Incendiary Falsehoods and the First Amendment
When content is false and incendiary it aims not only to deceive but to deprive other speakers of credibility and attention. It undermines, rather than contributes to, debate; it inflames rather than informs.
January 26, 2022 at 10:00 AM
6 minute read
The Washington Post report on January 6 informs us that First Amendment considerations allegedly dissuaded the Justice Department and the FBI from taking vigorous action when confronted with calls for violent and unlawful acts over social media in the run up to the insurrection. (Washington Post Report, The Attack, "Red Flags" chapter at text accompanying n.4.) The first amendment is also invoked as a defense by the attorneys for Trump and those who incited violence on January 6. (E.g., "Trump's defense claims Jan. 6 speech linked to Capitol attack is protected by First Amendment," Associated Press, quoting among others remarks by Trump attorney Michael van der Veen in Senate impeachment hearing; Defendant Giuliani's Motion to Dismiss Amended Complaint, Hon. Bernie Thompson v. Trump, Case 1:21-cv-00400-APM (D. Columbia May 26, 2001).) But it stands the First amendment and principles of free speech on their heads to suggest that they provide protection for incendiary falsehoods such as fraudulent claims about election results and pleas to seize power by any means necessary. In the free-for-all environment of new media desperate for audiences, we must be particularly vigilant about the unbridled spreading of incendiary falsehoods.

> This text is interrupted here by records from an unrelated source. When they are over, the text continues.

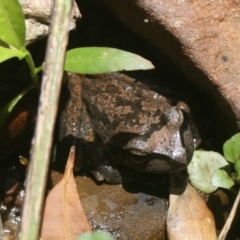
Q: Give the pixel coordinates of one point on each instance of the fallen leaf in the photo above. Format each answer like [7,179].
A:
[188,216]
[64,217]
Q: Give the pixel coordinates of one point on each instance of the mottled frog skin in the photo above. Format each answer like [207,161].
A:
[115,121]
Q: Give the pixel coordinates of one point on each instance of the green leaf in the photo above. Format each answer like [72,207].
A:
[231,148]
[222,179]
[95,60]
[6,109]
[12,23]
[95,236]
[6,53]
[202,167]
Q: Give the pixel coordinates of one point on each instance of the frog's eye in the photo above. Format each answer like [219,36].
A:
[183,106]
[138,152]
[175,116]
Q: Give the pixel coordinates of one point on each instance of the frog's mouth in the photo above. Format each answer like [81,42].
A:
[154,163]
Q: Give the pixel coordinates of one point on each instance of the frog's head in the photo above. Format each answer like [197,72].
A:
[167,147]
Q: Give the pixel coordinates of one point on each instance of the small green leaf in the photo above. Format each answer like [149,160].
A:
[7,53]
[95,60]
[222,179]
[95,236]
[6,109]
[202,167]
[12,23]
[231,148]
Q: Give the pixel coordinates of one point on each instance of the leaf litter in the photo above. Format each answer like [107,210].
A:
[64,217]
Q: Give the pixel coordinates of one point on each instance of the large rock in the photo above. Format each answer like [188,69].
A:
[201,36]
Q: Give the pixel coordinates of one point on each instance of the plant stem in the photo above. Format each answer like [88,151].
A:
[32,68]
[47,110]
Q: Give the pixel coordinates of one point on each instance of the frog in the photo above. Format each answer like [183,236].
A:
[114,120]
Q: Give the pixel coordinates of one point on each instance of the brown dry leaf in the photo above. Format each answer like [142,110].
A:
[188,215]
[64,217]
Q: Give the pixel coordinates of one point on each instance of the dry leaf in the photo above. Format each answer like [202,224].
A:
[188,215]
[64,217]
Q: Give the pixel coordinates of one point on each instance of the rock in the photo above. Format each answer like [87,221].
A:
[38,14]
[121,212]
[202,37]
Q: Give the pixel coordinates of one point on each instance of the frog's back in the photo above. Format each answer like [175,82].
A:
[117,104]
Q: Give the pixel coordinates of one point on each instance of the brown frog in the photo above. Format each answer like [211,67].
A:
[115,121]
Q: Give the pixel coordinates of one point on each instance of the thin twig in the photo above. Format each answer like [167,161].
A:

It is not and never has been the law that anyone can, without consequence, engage in any act that may be deemed expressive at any time, in any place or in any circumstances. "Falsely shouting fire in a public theater and causing a panic" is not speech protected by the First Amendment, wrote Justice Holmes over a 100 years ago in a celebrated, if often misquoted, passage. Schenck v. United States, 249 U.S. 47, (1919). (Holmes never said that the theater need be crowded.) This formulation was recast in a later Supreme Court opinion at the time of the Vietnam war protests (Brandenburg v. Ohio, 395 U.S. 444 (1969) heavily relied on by the Trump defenders in the Senate impeachment) to tolerate advocacy of possible strategies involving use of force and law violations—but even in Brandenburg with a huge exception: In the court's words, the First Amendment affords no protection "when such advocacy is directed to inciting or producing imminent lawless behavior and is likely to incite or produce such action." (Id.)